The seismic performance of traditional steel frame-shear wall structures was significantly improved by the application of self-centering steel-reinforced concrete (SRC) wall-panel structures in the steel frames. This novel resilience functionality can rapidly restore the structure after an earthquake. The presented steel frame with steel-reinforced concrete self-centering wall-panel structures (SF-SCW) was validated, indicating its excellent seismic performance. The seismic design method based on bear capacity cannot correctly predict the elastic-plastic performance of the structure, especially certain weak floors that might be caused by a major fracture.
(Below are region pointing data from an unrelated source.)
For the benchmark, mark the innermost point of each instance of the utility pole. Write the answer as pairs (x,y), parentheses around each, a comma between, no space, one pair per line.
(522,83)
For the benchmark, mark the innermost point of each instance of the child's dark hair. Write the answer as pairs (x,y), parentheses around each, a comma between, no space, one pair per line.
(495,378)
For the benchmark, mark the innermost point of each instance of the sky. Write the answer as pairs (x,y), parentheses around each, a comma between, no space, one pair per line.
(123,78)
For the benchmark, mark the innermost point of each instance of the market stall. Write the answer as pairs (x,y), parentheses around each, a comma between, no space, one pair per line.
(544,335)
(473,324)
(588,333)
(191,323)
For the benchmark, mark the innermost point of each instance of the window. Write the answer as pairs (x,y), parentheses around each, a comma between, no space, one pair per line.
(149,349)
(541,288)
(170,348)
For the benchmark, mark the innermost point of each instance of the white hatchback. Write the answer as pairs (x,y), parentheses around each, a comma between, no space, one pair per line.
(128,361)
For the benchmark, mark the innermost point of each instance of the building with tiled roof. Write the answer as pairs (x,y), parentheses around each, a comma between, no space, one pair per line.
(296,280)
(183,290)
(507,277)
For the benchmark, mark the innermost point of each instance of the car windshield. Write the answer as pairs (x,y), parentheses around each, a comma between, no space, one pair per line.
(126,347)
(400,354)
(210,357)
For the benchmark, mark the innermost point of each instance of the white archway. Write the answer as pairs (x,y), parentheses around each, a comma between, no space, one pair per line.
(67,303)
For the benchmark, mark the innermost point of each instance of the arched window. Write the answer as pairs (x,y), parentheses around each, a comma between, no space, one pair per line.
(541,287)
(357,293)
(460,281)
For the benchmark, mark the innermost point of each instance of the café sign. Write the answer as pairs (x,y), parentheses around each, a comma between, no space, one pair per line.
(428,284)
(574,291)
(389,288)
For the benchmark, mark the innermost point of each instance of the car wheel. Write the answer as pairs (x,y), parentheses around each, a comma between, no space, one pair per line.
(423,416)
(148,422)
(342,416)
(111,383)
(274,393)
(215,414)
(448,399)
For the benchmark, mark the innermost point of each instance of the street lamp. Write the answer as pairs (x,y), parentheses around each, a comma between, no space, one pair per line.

A four-level seismic performance index, including intact function, continued utilization, life safety, and near-collapse, was established to achieve the ideal failure mode. The seismic design method, based on structural displacement, was proposed by considering performance objectives of the different seismic action levels. The pushover analysis of a six-floor SF-SCW structure was carried out under the proposed design method and the results showed that this six-floor structure could achieve the predicted failure mode.

Keywords

Acknowledgement

The research described in this paper was financially supported by the National Natural Science Foundation of China (No. 52308204), the Natural Science Basic Research Program of Shaanxi (No. 2023-JC-QN-0479), the project of Shaanxi Outstanding Youth Science Foundation (2023-JCJQ-47), the project of Shaanxi International Science and Technology Cooperation Program Project (2024GHZDXM-18), the project of Shaanxi University Youth Innovation Team Program (2023), Xi'an Science and Technology Program (23GXFW0035), and the Fundamental Research Funds for the Central Universities, CHD (No. 300102282504). The supports are gratefully acknowledged. Any opinions, findings, conclusions, and recommendations expressed in this paper are those of the writers and do not necessarily reflect the views of the sponsors.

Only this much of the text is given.